Grigoryan admits his decision to attend MIT in the Department of Biology wasn’t systematic. 

“I was like ‘MIT sounds great, strong faculty, good techie school, good city. I’m sure I’ll figure something out,’” he says. “I can’t emphasize enough how important and formative those years at MIT were to who I ultimately became as a scientist.”

He worked with Amy Keating, then a junior faculty member, now Department Head for the Department of Biology, modeling protein-protein interactions. The work involved physics, math, chemistry, and biology. The Computational and Systems Biology PhD program was still a few years away, but the developing field was being recognized as important. 

Keating remains an advisor and confidant to this day. Grigoryan also commends her for her commitment to mentoring while balancing the demands of a faculty position—acquiring funding, running a research lab, and teaching. 

“It’s hard to make time to truly advise and help your students grow, but Amy is someone who took it very seriously and was very intentional about it,” Grigoryan says. “We spent a lot of time discussing ideas and doing science. The kind of impact that one can have through mentorship is hard to overestimate.”

Grigoryan next pursued a postdoc at UPenn with William “Bill” DeGrado, continuing to focus on protein design while gaining more experience in experimental approaches and exposure to thinking about proteins differently. 

Just by examining them, DeGrado had an intuitive understanding of molecules—anticipating their functionality or what mutations would disrupt that functionality. His predictive skill surpassed the abilities of computer modeling at the time. 

Grigoryan began to wonder: could computational models use prior observations to be at least as predictive as someone who spent a lot of time considering and observing the structure and function of those molecules?
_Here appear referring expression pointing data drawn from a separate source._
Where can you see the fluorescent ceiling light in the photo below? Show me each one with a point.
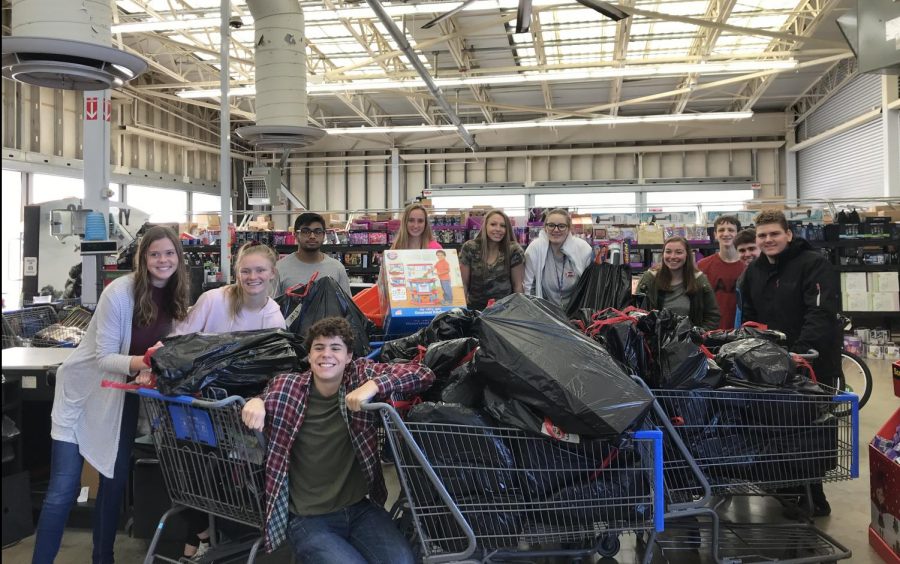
(618, 120)
(527, 78)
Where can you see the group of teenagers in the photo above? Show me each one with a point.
(324, 487)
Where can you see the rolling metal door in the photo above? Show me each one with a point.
(846, 165)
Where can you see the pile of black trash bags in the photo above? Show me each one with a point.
(243, 363)
(752, 433)
(524, 385)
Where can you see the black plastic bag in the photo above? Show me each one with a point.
(540, 360)
(242, 362)
(325, 298)
(601, 286)
(678, 361)
(472, 460)
(758, 361)
(464, 387)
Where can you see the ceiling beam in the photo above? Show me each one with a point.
(717, 11)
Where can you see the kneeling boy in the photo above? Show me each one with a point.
(324, 486)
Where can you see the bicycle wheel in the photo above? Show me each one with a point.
(855, 377)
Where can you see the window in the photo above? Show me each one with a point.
(46, 187)
(512, 204)
(205, 203)
(12, 238)
(619, 202)
(161, 204)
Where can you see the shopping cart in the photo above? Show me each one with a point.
(725, 443)
(557, 499)
(211, 462)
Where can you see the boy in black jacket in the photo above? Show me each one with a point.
(794, 289)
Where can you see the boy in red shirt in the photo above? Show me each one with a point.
(724, 268)
(442, 269)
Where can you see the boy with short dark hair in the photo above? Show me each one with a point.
(724, 268)
(794, 289)
(298, 268)
(324, 486)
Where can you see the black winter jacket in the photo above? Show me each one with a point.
(799, 294)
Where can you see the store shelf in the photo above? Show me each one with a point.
(868, 268)
(852, 243)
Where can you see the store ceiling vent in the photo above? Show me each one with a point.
(261, 185)
(281, 102)
(66, 45)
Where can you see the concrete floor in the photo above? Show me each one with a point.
(848, 523)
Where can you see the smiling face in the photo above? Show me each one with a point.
(772, 239)
(310, 237)
(255, 273)
(674, 255)
(328, 356)
(162, 261)
(725, 233)
(495, 227)
(557, 227)
(415, 223)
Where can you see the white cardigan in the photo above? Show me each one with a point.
(83, 412)
(576, 250)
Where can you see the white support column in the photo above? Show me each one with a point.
(890, 123)
(225, 143)
(394, 196)
(792, 187)
(97, 108)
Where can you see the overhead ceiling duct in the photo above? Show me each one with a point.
(66, 45)
(281, 102)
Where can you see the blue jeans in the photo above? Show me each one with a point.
(359, 534)
(65, 482)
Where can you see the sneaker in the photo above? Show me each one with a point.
(202, 549)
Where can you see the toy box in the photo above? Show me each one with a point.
(416, 285)
(884, 476)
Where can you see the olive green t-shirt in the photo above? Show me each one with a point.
(324, 473)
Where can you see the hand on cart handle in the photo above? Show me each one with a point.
(254, 414)
(361, 395)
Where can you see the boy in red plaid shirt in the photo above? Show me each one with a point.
(324, 486)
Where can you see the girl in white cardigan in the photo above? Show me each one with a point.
(98, 424)
(554, 263)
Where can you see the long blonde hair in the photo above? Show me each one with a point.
(176, 292)
(402, 240)
(235, 292)
(504, 244)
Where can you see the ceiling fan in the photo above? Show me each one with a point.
(523, 13)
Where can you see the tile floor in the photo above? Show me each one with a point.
(848, 522)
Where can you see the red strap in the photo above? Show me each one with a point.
(305, 287)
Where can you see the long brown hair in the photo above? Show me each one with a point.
(176, 292)
(235, 291)
(688, 271)
(402, 240)
(504, 244)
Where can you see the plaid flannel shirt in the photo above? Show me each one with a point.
(286, 399)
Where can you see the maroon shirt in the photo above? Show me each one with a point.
(723, 278)
(142, 338)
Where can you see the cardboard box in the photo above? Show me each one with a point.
(90, 479)
(885, 301)
(884, 281)
(412, 291)
(853, 282)
(858, 301)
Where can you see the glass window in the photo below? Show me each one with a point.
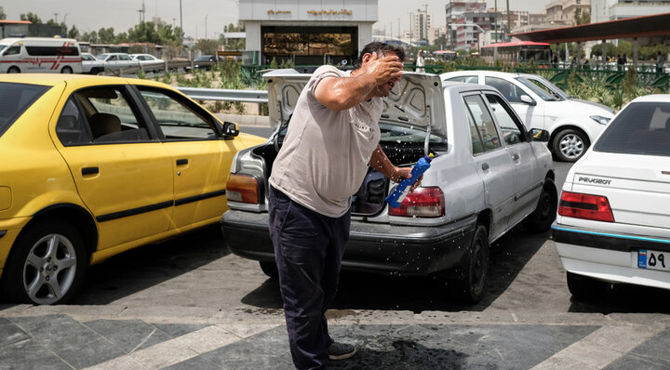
(641, 128)
(72, 128)
(465, 79)
(511, 128)
(15, 99)
(107, 116)
(483, 122)
(510, 91)
(177, 118)
(13, 50)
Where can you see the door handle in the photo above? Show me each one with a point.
(90, 171)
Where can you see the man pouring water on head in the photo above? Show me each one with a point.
(332, 138)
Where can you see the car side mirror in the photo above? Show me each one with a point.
(230, 130)
(527, 100)
(538, 134)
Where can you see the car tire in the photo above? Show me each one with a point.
(270, 269)
(569, 145)
(585, 288)
(545, 212)
(471, 284)
(51, 255)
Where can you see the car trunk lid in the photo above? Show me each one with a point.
(416, 101)
(637, 186)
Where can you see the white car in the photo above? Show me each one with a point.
(613, 223)
(149, 63)
(488, 175)
(572, 124)
(91, 65)
(119, 62)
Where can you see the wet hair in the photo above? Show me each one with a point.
(377, 46)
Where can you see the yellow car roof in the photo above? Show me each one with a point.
(52, 79)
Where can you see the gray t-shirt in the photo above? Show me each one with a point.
(325, 154)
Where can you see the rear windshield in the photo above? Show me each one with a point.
(15, 99)
(641, 128)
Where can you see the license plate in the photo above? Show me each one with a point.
(653, 260)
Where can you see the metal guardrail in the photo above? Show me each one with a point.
(244, 96)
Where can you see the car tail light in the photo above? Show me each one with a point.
(422, 202)
(588, 206)
(242, 188)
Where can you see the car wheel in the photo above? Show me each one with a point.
(569, 145)
(545, 212)
(586, 288)
(270, 269)
(471, 285)
(47, 264)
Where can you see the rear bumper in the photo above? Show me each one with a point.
(609, 257)
(406, 250)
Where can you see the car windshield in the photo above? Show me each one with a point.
(641, 128)
(543, 93)
(15, 99)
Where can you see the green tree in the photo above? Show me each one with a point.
(32, 17)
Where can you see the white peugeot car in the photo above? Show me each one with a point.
(573, 124)
(613, 223)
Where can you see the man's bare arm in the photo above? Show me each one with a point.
(345, 92)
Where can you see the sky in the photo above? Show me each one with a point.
(207, 17)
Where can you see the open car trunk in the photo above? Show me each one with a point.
(407, 120)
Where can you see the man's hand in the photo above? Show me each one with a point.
(382, 69)
(405, 173)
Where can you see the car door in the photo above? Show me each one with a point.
(493, 163)
(122, 172)
(527, 186)
(530, 115)
(200, 157)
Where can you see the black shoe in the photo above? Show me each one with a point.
(340, 351)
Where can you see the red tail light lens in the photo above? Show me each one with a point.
(587, 206)
(422, 202)
(242, 188)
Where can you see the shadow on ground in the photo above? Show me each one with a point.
(143, 267)
(360, 290)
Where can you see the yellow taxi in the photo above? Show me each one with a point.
(93, 166)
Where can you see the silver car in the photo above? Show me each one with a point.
(488, 175)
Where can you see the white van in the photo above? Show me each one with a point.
(39, 55)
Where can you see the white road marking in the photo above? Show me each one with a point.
(178, 349)
(597, 350)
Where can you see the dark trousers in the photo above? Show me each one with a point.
(308, 251)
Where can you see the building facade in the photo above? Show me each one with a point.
(455, 20)
(306, 32)
(563, 11)
(609, 10)
(420, 25)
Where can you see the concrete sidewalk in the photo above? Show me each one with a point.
(59, 341)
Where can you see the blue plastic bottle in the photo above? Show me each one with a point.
(401, 190)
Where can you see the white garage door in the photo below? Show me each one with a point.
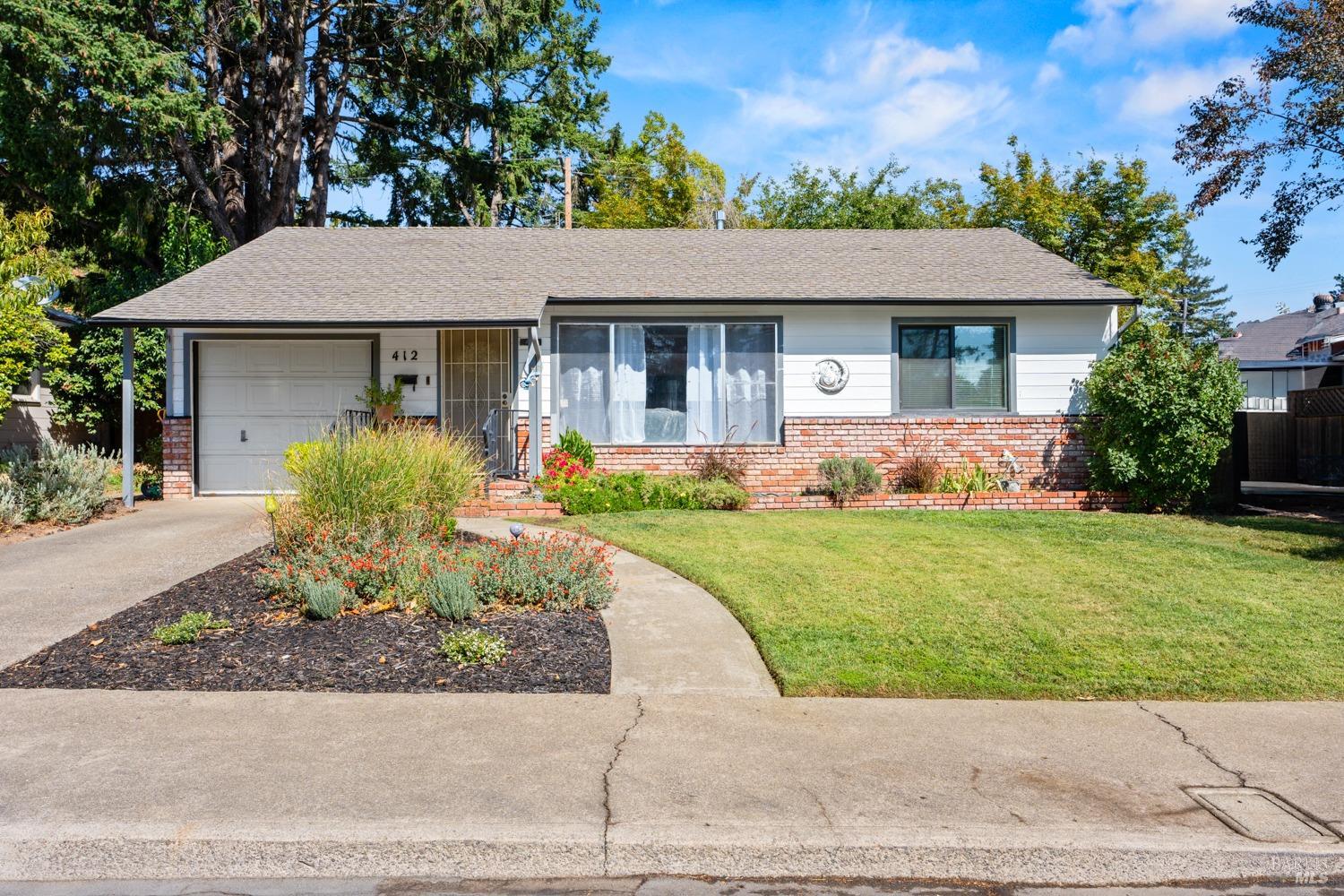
(255, 398)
Grigoryan next went to Dartmouth for a faculty position in computer science with cross-appointments in biology and chemistry to explore that question. 

Balancing Industry and Academia

Much of science is about trial and error, but early on, Grigoryan showed that accurate predictions of proteins and how they would bind, bond, and behave didn’t require starting from first principles. Models became more accurate by solving more structures and taking more binding measurements. 
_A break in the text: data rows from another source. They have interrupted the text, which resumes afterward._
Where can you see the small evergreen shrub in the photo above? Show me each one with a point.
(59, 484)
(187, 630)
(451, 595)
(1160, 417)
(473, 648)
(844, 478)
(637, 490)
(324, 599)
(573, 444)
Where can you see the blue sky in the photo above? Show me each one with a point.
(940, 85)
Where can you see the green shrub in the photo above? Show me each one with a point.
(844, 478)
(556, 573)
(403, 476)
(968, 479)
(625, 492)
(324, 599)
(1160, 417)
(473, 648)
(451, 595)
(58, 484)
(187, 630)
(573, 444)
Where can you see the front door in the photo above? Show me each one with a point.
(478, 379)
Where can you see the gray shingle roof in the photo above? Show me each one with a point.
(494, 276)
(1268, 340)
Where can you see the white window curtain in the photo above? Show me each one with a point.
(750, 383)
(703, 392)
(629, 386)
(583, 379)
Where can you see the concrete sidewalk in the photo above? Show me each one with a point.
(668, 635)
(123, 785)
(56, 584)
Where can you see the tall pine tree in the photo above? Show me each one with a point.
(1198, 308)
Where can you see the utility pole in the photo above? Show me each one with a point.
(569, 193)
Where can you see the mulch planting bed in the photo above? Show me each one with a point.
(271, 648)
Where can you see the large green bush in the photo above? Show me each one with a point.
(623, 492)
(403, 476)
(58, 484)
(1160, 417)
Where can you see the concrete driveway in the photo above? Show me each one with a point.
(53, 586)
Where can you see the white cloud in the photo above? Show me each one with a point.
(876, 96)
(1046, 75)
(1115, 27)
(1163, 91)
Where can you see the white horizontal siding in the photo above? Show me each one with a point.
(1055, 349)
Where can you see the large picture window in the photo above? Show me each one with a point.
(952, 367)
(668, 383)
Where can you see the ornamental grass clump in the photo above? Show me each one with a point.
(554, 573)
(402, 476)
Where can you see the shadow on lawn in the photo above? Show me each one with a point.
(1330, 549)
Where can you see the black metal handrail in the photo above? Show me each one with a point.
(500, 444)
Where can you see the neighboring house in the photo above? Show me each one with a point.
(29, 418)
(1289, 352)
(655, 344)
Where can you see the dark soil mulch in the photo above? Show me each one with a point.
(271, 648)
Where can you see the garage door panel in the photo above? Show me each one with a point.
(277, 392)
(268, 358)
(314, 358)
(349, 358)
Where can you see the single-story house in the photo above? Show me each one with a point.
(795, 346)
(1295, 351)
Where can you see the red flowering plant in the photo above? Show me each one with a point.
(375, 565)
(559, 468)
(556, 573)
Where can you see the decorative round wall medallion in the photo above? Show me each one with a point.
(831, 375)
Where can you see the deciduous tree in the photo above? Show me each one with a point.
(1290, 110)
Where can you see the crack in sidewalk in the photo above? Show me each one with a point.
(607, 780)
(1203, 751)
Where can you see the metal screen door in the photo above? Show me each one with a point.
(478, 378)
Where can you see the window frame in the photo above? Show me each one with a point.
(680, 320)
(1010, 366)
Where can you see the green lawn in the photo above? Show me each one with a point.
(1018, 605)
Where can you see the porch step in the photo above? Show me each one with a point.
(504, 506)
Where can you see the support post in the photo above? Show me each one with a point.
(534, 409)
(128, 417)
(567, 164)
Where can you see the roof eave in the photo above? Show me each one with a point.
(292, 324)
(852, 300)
Grigoryan credits the leaders at Flagship Pioneering for their initial confidence in the possible applications for this concept—more bullish, at the time, than Grigoryan himself. 

He spent four years splitting his time between Dartmouth and Cambridge and ultimately decided to leave academia altogether. 

“It was inevitable because I was just so in love with what we had built at Generate,” he says. “It was so exciting for me to see this idea come to fruition.” 

Pause or Grow

Grigoryan says the most important thing for a company is to scale at the right time, to balance “hitting the iron while it’s hot” while considering the readiness of the company, the technology, and the market. 

But even successful growth creates its own challenges. 

When there are fewer than two dozen people, aligning strategies across a company is straightforward: everyone can be in the room. However, growth—say, expanding to 200 employees—requires more deliberate communication and balancing agility while maintaining the company’s culture and identity.

“Growing is tough,” he says. “And it takes a lot of intentional effort, time, and energy to ensure a transparent culture that allows the team to thrive.” 

Grigoryan’s time in academia was invaluable for learning that “everything is about people”—but academia and industry require different mindsets. 

“Being a PI is about creating a lane for each of your trainees, where they’re essentially somewhat independent scientists,” he says. “In a company, by construction, you are bound by a set of common goals, and you have to value your work by the amount of synergy that it has with others, as opposed to what you can do only by yourself.”